Chris Owens | |
Birth Name: | Christine Joetta Shaw |
Birth Date: | 5 October 1932 |
Birth Place: | Texas, US |
Death Place: | New Orleans, US |
Chris Owens (October 5, 1932 – April 5, 2022) was an American performer, club owner and entrepreneur who based her act out of the French Quarter of New Orleans, Louisiana, in the United States. She was a French Quarter fixture and celebrity from the start of the 1960s through the early 21st century. Owens was well known in Louisiana and throughout the South. Tourists visiting Bourbon Street could not miss huge posters of her wearing costumes as they walked by her nightclub. Owens was known as "Queen of the Vieux Carré".[1] [2] [3]

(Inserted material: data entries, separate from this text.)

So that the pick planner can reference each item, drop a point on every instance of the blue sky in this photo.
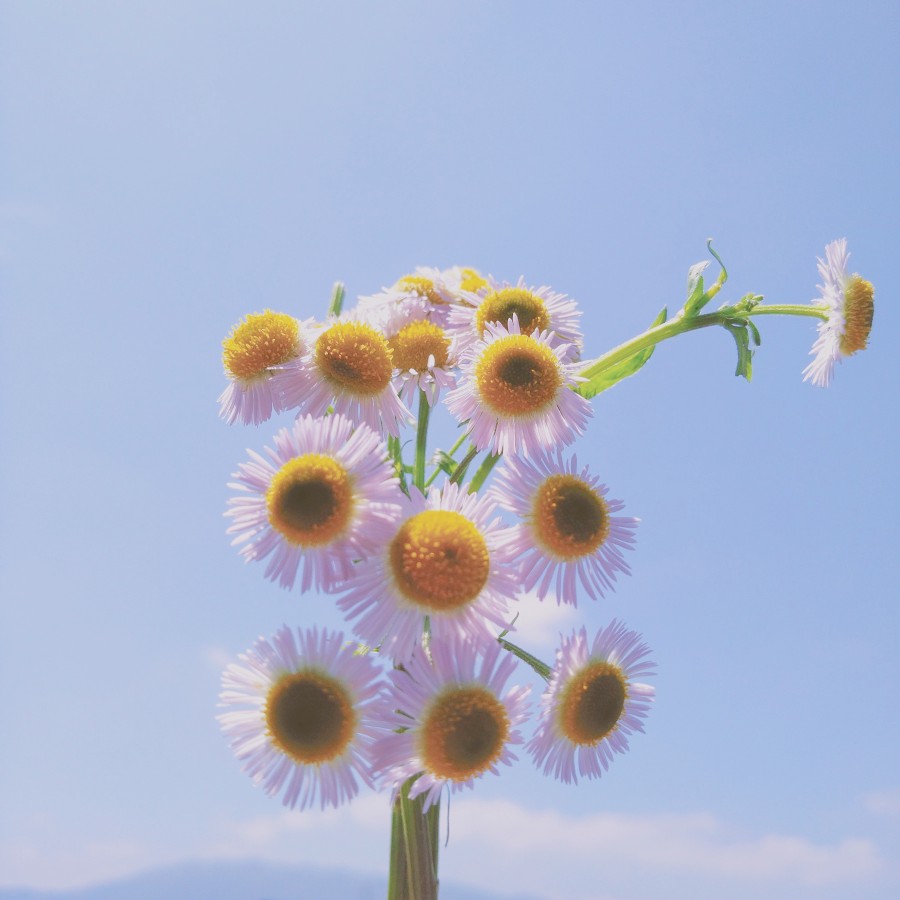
(167, 168)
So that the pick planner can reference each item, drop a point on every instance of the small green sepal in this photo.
(606, 378)
(741, 334)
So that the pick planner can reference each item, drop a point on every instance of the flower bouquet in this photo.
(428, 551)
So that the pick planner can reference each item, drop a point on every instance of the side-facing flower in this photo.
(850, 303)
(541, 309)
(443, 560)
(349, 369)
(516, 392)
(424, 353)
(256, 344)
(592, 703)
(326, 495)
(570, 536)
(305, 724)
(448, 719)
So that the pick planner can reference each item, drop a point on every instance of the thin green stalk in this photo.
(414, 848)
(786, 309)
(421, 442)
(460, 470)
(538, 665)
(437, 469)
(484, 470)
(337, 299)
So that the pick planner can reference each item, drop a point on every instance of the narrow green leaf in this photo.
(741, 337)
(695, 301)
(604, 380)
(444, 462)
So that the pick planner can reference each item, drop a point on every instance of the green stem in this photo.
(484, 470)
(414, 848)
(727, 316)
(437, 470)
(421, 441)
(786, 309)
(538, 665)
(337, 299)
(460, 470)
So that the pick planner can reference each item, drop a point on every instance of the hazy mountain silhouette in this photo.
(243, 881)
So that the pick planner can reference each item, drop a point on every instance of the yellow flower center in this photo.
(859, 311)
(592, 703)
(517, 375)
(355, 359)
(439, 560)
(259, 341)
(570, 519)
(414, 343)
(424, 287)
(499, 306)
(310, 500)
(310, 717)
(472, 281)
(463, 733)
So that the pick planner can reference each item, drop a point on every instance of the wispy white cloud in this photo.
(696, 844)
(502, 846)
(540, 623)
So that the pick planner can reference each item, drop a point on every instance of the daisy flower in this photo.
(256, 344)
(305, 725)
(424, 354)
(326, 495)
(570, 537)
(516, 394)
(537, 309)
(849, 300)
(427, 285)
(592, 703)
(349, 369)
(442, 561)
(448, 720)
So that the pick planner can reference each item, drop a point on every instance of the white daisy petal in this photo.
(326, 495)
(309, 726)
(447, 719)
(592, 703)
(849, 301)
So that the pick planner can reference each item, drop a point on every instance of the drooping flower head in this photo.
(515, 392)
(850, 302)
(540, 309)
(570, 539)
(305, 723)
(592, 703)
(326, 495)
(442, 561)
(350, 370)
(457, 723)
(256, 344)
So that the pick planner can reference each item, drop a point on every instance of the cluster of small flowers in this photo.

Chris Owens was born Christine Joetta Shaw on October 5, 1932, in rural Texas, the daughter of Fred Moore Shaw Sr. and Thelma Leona Martin who married in 1925 in Haskell, Texas. Owens grew up on a farm and went to Texas Wesleyan College (now Texas Wesleyan University) to be a nurse. She married car dealer Sol R. Owens in 1956 and opened a nightclub on St. Louis Street in the French Quarter; it was originally intended to be a low-key sideline establishment, but business exploded. Realizing that Owens' performance numbers were a huge draw, they sold their home in 1977 and purchased the building on the corner of St. Louis and Bourbon. Soon the "Chris Owens Review" became a noted act in town. In 1979, Sol had a heart attack and died; Owens took over management of the club and of the 30 apartments and four shops located within the building.
Owens hosted a yearly Easter Parade that continues to roll throughout the French Quarter.[4] [5]
Owens can be seen in the 1962 film The Wacky World of Doctor Morgus (see Morgus the Magnificent). She began production in 2003 of her first feature film, Let's Ballroom, in which she stars as a wealthy widow who falls in love with her dance instructor.
Chris Owens died of a heart attack on April 5, 2022, in her St. Louis Street apartment, according to her longtime manager Kitsy Adams.[6]
On April 22, 2006, Owens was inducted into the New Orleans Musical Legends Park with a statue created in her likeness. Her image stands next to others including Fats Domino, Pete Fountain, Allen Toussaint, Irma Thomas, Al Hirt, Ronnie Kole, and Louis Prima.[7]